3. **Optimized Computational Resources:** LightGBM's optimized algorithms and memory usage make it suitable for deployment in resource-constrained environments, such as production systems or cloud platforms. Its ability to deliver accurate predictions with minimal computational overhead is a key advantage in real-world applications.


# Explanation, Implementation, and Assumptions

## Gradient Boosting Machines (GBM)

### Explanation of Calculations:
GBM predicts fatigue life based on material properties using ensemble learning. It calculates predicted fatigue life values, comparing them to actual values for accuracy assessment.

### Implementation and Definitions:
- **Implementation:** GBM is implemented using libraries like scikit-learn or specialized gradient boosting libraries like XGBoost, LightGBM.
- **R-squared (R^2):** Measures variance proportion in fatigue life explained by the model. Higher R-squared values indicate better fit.
- **Root Mean Squared Error (RMSE):** Measures average deviation of predicted fatigue life from actual values. Lower RMSE implies higher prediction accuracy.

### Implemented Models:
- GBM (Gradient Boosting Machines)

### Assumptions:
1. **Feature Relevance:** Assumes the dataset contains highly relevant fatigue-related features influencing fatigue life predictions.
2. **Pattern Consistency:** Assumes fatigue behavior exhibits consistent patterns over the dataset, allowing GBM to learn meaningful relationships.
3. **No Collinearity:** Assumes features used in GBM are not highly correlated, preventing multicollinearity issues that can skew model predictions.

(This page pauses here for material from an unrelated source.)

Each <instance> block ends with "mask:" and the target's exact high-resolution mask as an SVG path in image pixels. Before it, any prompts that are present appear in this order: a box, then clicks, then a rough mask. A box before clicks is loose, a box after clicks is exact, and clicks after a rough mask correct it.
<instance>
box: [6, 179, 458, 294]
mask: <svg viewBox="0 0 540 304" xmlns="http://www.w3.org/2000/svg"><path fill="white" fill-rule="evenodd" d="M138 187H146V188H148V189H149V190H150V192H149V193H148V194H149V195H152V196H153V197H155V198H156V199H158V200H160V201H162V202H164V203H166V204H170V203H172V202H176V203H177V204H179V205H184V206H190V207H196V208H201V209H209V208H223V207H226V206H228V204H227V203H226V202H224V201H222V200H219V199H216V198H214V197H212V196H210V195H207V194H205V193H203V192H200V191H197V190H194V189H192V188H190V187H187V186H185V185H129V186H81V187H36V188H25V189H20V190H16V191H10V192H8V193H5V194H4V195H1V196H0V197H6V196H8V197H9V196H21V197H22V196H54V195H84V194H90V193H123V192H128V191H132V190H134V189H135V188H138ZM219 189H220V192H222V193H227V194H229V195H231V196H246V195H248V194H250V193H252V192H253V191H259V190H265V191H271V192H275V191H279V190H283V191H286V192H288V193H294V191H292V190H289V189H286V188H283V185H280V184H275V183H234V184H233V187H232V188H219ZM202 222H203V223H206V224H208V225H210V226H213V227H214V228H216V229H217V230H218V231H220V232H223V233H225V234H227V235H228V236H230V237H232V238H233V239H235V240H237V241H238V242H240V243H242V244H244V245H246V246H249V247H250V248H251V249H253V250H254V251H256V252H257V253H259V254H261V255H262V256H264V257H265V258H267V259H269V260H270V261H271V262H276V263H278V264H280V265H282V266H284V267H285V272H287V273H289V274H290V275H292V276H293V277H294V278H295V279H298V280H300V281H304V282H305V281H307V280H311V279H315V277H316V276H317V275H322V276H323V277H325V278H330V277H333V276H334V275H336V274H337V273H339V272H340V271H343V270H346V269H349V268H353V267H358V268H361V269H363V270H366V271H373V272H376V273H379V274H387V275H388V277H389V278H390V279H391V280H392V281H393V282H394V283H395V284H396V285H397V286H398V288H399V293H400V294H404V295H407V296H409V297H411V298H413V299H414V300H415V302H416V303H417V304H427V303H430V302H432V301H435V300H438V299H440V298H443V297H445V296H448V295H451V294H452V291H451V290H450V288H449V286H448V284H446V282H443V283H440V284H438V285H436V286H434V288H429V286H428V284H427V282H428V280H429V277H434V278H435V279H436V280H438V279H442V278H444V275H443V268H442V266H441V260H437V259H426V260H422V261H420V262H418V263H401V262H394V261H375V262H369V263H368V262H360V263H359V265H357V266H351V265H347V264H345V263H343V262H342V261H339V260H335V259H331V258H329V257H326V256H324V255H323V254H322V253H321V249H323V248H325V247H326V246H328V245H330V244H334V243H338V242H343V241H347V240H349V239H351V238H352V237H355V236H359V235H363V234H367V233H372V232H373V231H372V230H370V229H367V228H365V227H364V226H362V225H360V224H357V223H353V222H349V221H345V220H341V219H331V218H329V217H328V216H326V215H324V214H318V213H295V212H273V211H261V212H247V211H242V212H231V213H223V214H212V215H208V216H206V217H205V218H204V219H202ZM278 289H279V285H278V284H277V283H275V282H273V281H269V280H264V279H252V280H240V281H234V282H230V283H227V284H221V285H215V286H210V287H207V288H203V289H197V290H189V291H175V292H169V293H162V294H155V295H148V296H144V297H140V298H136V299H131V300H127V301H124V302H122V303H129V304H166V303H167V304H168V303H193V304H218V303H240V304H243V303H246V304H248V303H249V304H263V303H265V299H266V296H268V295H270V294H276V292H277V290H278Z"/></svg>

## XGBoost (eXtreme Gradient Boosting)

### Explanation of Calculations:
XGBoost optimizes GBM by incorporating regularization techniques and parallel processing for improved efficiency.

### Implementation and Definitions:
- **Implementation:** Utilizes the XGBoost library, known for its efficiency and optimization capabilities in gradient boosting tasks.
- **R-squared (R^2) and RMSE:** Evaluation metrics similar to GBM assess model performance.

### Assumptions:
1. **Complexity Control:** Assumes the dataset requires fine-tuned regularization to prevent overfitting, a strength of XGBoost.
2. **Parallelization Benefits:** Assumes XGBoost leverages multicore processors efficiently, improving training and prediction speeds for large datasets.
3. **Nonlinear Patterns:** Assumes fatigue behavior exhibits nonlinear relationships with features, aligning with XGBoost's ability to capture complex patterns.

## LightGBM (Light Gradient Boosting Machine)

### Explanation of Calculations:
LightGBM introduces optimization techniques like histogram-based splitting and leaf-wise tree growth for faster training.

### Implementation and Definitions:
- **Implementation:** Leverages the LightGBM library, known for its speed and efficiency in gradient boosting tasks.
- **R-squared (R^2) and RMSE:** Standard metrics used to evaluate model performance.

### Assumptions:
1. **Efficient Data Handling:** Assumes LightGBM's optimized algorithms handle large datasets efficiently, a critical factor in fatigue prediction with numerous material attributes.
2. **Sensitive Feature Selection:** Assumes LightGBM effectively prioritizes critical features impacting fatigue behavior, leading to accurate predictions.
3. **Memory Optimization:** Assumes LightGBM's memory-efficient design allows deployment in resource-constrained environments, offering scalability and practicality.